Dorothy Carrington

Dorothy Carrington
Born (1910-06-10)10 June 1910
Perrotts Brook, Gloucestershire, UK
Died 26 January 2002(2002-01-26) (aged 91)
Ajaccio, France
Occupation Travel writer; historian; anthropologist
Nationality British
Period 1947-2002
Notable works Granite Island: Portrait Of Corsica

Frederica Dorothy Violet Carrington, Lady Rose, MBE (6 June 1910 – 26 January 2002) was an expatriate British writer domiciled for over half her life in Corsica. She was one of the twentieth century's leading scholars on the island's culture and history about which she wrote numerous books and articles.

Early life

Dorothy Carrington was the daughter of Major General Sir Frederick Carrington, a hero for his crushing of the Matabele Rebellion and a friend of Cecil Rhodes. Her mother was Susan Elwes. Both her parents had died by the time she was eight. Subsequently, she read English at St Margaret's Hall, Oxford from which she fled. Eventually, she married an Austrian, Franz Otto Resseguier Waldschutz[1] in 1936, whose family estates in Poland had been destroyed during the First World War. Franz went out to Rhodesia, Africa, where she joined him for a short time but the wilderness did not suit her, so she returned to Europe in 1937. However Franz preferred Rhodesia and stayed and built an estate called Wilton.[2] They divorced in 1937. A second marriage, to Darcy Sproul-Bolton, ended with his death in the late 1930s.

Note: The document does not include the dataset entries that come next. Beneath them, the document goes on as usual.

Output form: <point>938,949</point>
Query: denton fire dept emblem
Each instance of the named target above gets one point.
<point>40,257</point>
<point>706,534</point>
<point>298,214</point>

She then immersed herself in the London art world, and in 1942 organised an exhibition at the Leicester Galleries, "Imaginative Art since the War". One of the exhibitors was the surrealist painter Sir Francis Rose, whom she shortly after married. He was a friend of Gertrude Stein.

Corsica

In July 1948, Carrington and Rose made the first of four trips to Corsica. She had intended to write a book and move on. But in 1954 she settled on the island in Ajaccio, without Rose. They divorced in 1966.

In 1971 she wrote her masterpiece, 'Granite Island'. Later offerings included 'The Dream Hunters of Corsica' which examined the dark, threatening side of the Corsican psyche. Partly as a result of her work, French archaeologists were persuaded to travel to Corsica and study the now famous megalithic site of Filitosa.

Dorothy Carrington was a Fellow of the Royal Historical Society and of the Royal Society of Literature. In 1986 she was made a Chevalier de l'Ordre des Arts et des Lettres. The University of Corsica gave her an honorary doctorate in 1991 and the Queen awarded her an MBE. 'Granite Island' won the Heinemann Award.